«Quando devemos fazer uma escolha e não a fazemos, isso já é uma escolha.» (William James [1842-1910]: filósofo e psicólogo norte-americano)

Quem sou eu

Jales, SP, Brazil
Sou presbítero da Igreja Católica Apostólica Romana. Fui ordenado padre no dia 22 de fevereiro de 1986, na Matriz de Fernandópolis, SP. Atuei como presbítero em Jales, paróquia Santo Antönio; em Fernandópolis, paróquia Santa Rita de Cássia; Guarani d`Oeste, paróquia Santo Antônio; Brasitânia, paróquia São Bom Jesus; São José do Rio Preto, paróquia Divino Espírito Santo; Cardoso, paróquia São Sebastião e Estrela d`Oeste, paróquia Nossa Senhora da Penha. Sou bacharel em Filosofia pelo Centro de Estudos da Arq. de Ribeirão Preto (SP); bacharel em Teologia pela Pontifícia Faculdade de Teologia N. S. da Assunção; Mestre em Ciências Bíblicas pelo Pontifício Instituto Bíblico de Roma (Itália); curso de extensão universitária em Educação Popular com Paulo Freire; tenho Doutorado em Letras Hebraicas pela Universidade de São Paulo (USP). Atualmente, realizo meu Pós-doutorado na PUC de São Paulo. Estudei e sou fluente em língua italiana e francesa, leio com facilidade espanhol e inglês.

segunda-feira, 2 de agosto de 2021

Leitura obrigatória

 Reedição mostra que François Rabelais é comparável a Dante, Shakespeare e Cervantes

 Rodrigo Petronio

Escritor, Filósofo e professor titular da FAAP (São Paulo) 

Renascentista francês ganha tradução, apresentação e notas de Guilherme Gontijo Flores em obra recém publicada

FRANÇOIS RABELAIS

François Rabelais (1483?-1553) é um monumento da literatura mundial, comparado a Dante, Shakespeare e Cervantes. Entretanto, é chocante a defasagem de traduções de sua obra em comparação a estes outros autores canônicos. Isso começa a ser corrigido no Brasil com o trabalho meticuloso do tradutor, poeta e pesquisador Guilherme Gontijo Flores, que traz a público a primeira versão integral das Obras Completas de François Rabelais. A Editora 34 a dividiu em três volumes. E todo trabalho ocorreu no âmbito do Programa de Apoio à Publicação Carlos Drummond de Andrade (PAP-CDA) da Embaixada da França no Brasil e com o apoio do Ministério da Europa e das Relações Exteriores. Além da organização, tradução, apresentação e notas de Flores, a edição conta com mais de 120 ilustrações de Gustave Doré (1832-1883). 

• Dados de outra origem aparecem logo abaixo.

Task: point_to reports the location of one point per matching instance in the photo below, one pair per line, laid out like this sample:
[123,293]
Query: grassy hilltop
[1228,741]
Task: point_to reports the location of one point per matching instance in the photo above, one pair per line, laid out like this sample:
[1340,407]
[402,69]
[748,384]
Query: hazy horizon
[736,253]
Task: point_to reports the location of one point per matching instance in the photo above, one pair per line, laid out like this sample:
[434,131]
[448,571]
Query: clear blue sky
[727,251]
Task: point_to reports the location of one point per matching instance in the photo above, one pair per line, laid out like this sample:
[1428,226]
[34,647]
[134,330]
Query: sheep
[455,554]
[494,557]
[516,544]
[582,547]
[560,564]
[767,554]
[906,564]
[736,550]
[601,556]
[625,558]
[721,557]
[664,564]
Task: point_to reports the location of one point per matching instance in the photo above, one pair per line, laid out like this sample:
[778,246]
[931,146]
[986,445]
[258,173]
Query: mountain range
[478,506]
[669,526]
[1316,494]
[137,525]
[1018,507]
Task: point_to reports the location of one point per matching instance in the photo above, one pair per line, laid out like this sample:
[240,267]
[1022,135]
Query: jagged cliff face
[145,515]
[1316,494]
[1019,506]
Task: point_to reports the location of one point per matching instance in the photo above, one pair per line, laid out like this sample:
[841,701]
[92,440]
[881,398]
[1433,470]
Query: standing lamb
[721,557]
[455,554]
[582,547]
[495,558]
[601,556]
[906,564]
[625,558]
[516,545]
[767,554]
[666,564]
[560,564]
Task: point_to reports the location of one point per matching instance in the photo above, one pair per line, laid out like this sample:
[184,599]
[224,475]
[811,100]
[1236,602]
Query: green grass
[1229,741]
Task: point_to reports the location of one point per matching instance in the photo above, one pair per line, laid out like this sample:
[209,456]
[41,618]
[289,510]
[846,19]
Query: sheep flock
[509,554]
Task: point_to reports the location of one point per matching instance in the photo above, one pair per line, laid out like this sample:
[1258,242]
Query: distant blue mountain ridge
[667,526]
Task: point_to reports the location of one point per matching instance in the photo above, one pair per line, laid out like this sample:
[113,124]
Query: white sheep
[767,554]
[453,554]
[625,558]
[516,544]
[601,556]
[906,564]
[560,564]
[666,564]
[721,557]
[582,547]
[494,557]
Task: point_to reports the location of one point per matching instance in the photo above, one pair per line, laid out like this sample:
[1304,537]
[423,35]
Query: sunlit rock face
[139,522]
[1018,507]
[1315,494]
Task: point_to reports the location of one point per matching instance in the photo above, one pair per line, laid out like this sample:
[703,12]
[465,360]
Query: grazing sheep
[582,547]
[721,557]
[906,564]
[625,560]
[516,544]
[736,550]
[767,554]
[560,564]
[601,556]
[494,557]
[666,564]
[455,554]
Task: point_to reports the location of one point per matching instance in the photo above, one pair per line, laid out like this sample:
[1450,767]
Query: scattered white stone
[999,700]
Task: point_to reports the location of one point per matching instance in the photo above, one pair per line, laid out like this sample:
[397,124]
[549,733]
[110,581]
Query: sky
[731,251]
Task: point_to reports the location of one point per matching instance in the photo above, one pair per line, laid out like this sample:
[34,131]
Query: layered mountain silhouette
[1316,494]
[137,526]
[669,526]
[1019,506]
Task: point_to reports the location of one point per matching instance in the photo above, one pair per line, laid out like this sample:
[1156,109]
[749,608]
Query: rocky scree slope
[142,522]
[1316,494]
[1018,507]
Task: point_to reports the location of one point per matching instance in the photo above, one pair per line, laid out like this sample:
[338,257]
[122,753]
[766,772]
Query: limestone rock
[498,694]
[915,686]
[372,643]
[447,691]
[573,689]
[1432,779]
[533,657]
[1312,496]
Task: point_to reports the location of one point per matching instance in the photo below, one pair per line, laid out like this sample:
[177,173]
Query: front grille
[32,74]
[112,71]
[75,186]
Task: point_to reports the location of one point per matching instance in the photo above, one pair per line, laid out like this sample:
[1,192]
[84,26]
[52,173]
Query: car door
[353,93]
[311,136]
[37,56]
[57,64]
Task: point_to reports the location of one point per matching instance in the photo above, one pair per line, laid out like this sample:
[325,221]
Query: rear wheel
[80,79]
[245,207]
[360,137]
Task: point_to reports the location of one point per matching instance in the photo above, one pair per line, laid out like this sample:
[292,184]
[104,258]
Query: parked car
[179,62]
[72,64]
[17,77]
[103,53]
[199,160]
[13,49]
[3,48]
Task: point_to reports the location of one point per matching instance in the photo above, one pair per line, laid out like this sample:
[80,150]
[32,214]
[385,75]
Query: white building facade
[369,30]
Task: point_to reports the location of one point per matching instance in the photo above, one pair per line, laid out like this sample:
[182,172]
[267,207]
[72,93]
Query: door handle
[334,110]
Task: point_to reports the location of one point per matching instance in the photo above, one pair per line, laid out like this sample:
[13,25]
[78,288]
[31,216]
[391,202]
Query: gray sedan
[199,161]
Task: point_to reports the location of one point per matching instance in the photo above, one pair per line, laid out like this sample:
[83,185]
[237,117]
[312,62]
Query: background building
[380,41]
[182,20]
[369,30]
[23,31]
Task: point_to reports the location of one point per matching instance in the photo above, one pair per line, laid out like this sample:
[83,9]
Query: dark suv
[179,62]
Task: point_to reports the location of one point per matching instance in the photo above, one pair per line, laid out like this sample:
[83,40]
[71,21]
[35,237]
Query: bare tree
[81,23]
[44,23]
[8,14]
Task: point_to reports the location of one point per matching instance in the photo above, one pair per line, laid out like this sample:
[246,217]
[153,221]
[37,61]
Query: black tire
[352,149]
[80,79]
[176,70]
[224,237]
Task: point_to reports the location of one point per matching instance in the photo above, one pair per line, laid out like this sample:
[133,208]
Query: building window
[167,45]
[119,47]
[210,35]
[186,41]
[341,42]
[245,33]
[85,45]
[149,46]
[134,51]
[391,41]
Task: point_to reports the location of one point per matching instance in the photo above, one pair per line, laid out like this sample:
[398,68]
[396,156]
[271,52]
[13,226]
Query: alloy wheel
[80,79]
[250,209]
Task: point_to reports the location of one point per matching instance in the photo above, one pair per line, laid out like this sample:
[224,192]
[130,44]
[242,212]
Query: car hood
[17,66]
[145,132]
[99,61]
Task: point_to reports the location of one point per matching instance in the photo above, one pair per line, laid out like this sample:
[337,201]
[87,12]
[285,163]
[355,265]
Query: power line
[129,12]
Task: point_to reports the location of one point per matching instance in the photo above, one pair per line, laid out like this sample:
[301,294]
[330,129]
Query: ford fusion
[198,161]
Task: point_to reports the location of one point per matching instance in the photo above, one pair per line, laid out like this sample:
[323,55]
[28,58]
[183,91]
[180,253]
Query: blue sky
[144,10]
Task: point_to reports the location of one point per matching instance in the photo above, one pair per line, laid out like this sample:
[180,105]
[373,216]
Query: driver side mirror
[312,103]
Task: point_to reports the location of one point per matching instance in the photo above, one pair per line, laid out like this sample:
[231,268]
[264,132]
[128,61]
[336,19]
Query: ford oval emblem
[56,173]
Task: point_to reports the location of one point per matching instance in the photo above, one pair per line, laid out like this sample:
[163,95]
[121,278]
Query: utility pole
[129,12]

Professor de língua e literatura latinas da Universidade Federal do Paraná (UFPR), Flores é conhecido do leitor brasileiro pela tradução dos quatro volumes do seminal A Anatomia da Melancolia, de Robert Burton (UFPR, 2011-2013), com os quais ganhou os prêmios APCA e Jabuti. Confirmando o que se esperava, a tradução de Rabelais é um trabalho simplesmente excepcional. 

A edição começa com os clássicos Gargântua (1534) e Pantagruel (1532). Consistem em dois livros dedicados aos personagens homônimos, mais três livros de aventuras apenas de Pantagruel. As edições anteriores dispõem primeiro Gargântua e depois Pantagruel. Flores inverteu a sequência. Optou por seguir a ordem das publicações e não a gênese das personagens. 

Projeto – edição completa em três volumes 

O projeto se dispõe assim:

Volume 1: Pantagruel (Livro 1) e Gargântua (Livro 2).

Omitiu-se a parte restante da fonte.